I'd expect the US to be the main topic on the English speaking internet far after its global dominance ends. I highly doubt that Canada or Australia (let alone the UK) are going to take English speaking dominance any time soon.
> if – god forbid – they lose the crew, my fear is it’ll be a blow to the American hegemony that will be very hard to recover from

This has zero impact on American hegemony. That mission is being prosecuted in Iran and with respect to NATO.

> this is precisely the kind of thing that will help humanity outgrow the dark age of war, inequality and climate mismanagement.

Is that irony or plain naiveness? historically and technically, conquest of space is inseparable from warfare. As for climate change, one can argue that technology is one of the primary driver: aviation alone is estimated to 4% of global temperature rise.

Energy use is the driver. Fossil fuels happen to be cheap. It's effectively a coincidence, nothing inherent to technological progress itself except insofar as something like aviation would never have been a commercial success without an exceedingly cheap, dense, and portable method of energy storage. Solar-syngas and solar-battery would have eventually gotten there but we'd all have been taking trains and ships for the past 80 years while riding electrified public transit.
Energy and tech are two sides of the same coin
Not really. Most tech doesn't use much energy at all. It's not uncommon for advances to reduce energy usage.

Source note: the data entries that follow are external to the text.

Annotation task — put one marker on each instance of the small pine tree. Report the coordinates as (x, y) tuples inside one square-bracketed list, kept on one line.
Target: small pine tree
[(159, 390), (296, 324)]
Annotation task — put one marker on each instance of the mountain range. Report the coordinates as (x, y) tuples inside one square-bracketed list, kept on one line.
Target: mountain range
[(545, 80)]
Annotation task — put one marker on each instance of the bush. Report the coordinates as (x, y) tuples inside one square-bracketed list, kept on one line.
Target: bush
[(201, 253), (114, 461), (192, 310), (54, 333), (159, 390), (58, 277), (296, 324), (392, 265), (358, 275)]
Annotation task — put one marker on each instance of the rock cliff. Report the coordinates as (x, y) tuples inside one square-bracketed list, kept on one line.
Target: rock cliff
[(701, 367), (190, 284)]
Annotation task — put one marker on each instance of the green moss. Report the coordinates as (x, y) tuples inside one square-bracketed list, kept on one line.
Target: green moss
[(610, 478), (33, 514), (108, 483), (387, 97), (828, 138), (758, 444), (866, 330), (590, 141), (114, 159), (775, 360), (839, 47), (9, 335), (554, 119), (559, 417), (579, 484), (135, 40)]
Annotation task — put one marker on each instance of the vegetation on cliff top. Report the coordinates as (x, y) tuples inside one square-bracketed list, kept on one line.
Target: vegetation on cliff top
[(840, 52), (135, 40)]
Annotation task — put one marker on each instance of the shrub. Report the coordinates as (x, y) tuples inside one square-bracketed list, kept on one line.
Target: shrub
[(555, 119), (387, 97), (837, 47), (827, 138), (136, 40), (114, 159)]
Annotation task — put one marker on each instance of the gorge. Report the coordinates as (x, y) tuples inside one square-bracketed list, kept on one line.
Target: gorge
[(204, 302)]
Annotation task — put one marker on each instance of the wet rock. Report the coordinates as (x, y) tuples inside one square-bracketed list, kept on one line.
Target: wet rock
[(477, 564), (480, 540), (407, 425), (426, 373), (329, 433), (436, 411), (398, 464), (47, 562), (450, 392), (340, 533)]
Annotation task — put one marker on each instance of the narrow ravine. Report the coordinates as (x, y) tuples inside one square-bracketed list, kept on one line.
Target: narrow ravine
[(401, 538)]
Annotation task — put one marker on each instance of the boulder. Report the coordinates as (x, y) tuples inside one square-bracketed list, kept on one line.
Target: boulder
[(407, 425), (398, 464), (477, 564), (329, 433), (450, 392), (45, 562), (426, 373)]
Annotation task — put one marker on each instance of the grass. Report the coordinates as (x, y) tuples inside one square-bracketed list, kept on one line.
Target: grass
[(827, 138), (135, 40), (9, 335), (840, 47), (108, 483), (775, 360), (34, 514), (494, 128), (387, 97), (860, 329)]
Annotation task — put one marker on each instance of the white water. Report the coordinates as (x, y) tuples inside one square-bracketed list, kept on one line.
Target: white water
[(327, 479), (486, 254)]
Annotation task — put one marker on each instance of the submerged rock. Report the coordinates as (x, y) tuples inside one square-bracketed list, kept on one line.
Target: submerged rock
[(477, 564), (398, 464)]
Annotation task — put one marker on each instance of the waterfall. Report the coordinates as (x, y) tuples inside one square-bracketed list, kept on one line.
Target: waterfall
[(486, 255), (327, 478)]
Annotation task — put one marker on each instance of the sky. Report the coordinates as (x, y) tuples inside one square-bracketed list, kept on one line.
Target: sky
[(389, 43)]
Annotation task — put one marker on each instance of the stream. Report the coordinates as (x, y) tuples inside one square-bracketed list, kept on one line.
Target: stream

Granted that as something becomes cheaper and easier we tend to scale it up but that's not really a tech thing it's more like a natural force that applies in equal measure to literally everything. It goes beyond humans; all living organisms will exploit available resources to the extent possible provided that doing so increases fitness.

This is a new space race. From a geopolitical level, a nation that has a better presence on the moon will have a better strategic advantage.
What about the mineshaft gap though?
What about it makes you think it is important?
we of course need the strategic advantage?
Can you explain anything about what you are talking about in more than one sentence?
This is satire. Based on the movie Dr. Strangelove. I'm sarcastically responding to the space race comment. There is an explanation in multiple sentences.
I believe the biggest benefit of going to space, particularly in building space stations, is making humanity focused on building a bigger pie.

This is one step towards this. But once we can build (effectively) infinite land, we will be in true abundance.

I think it's rather the opposite. That space exploration can only possiblly inspire a nation when there is peace, prosperity and justice for all.
Did someone skip 1968-2026 in their history books?
On the contrary, Whitey on the Moon still rings true.
Yeah, that's the take I have been looking for a spot to drop.

https://www.youtube.com/watch?v=goh2x_G0ct4

I believe that folks in the US are, by a large margin, the most highly propagandized group of people in history. It's hard to watch stuff like this.

It's not that I don't understand that comparatively space exploration is small compared to the associated costs of the boots that might hit the ground today.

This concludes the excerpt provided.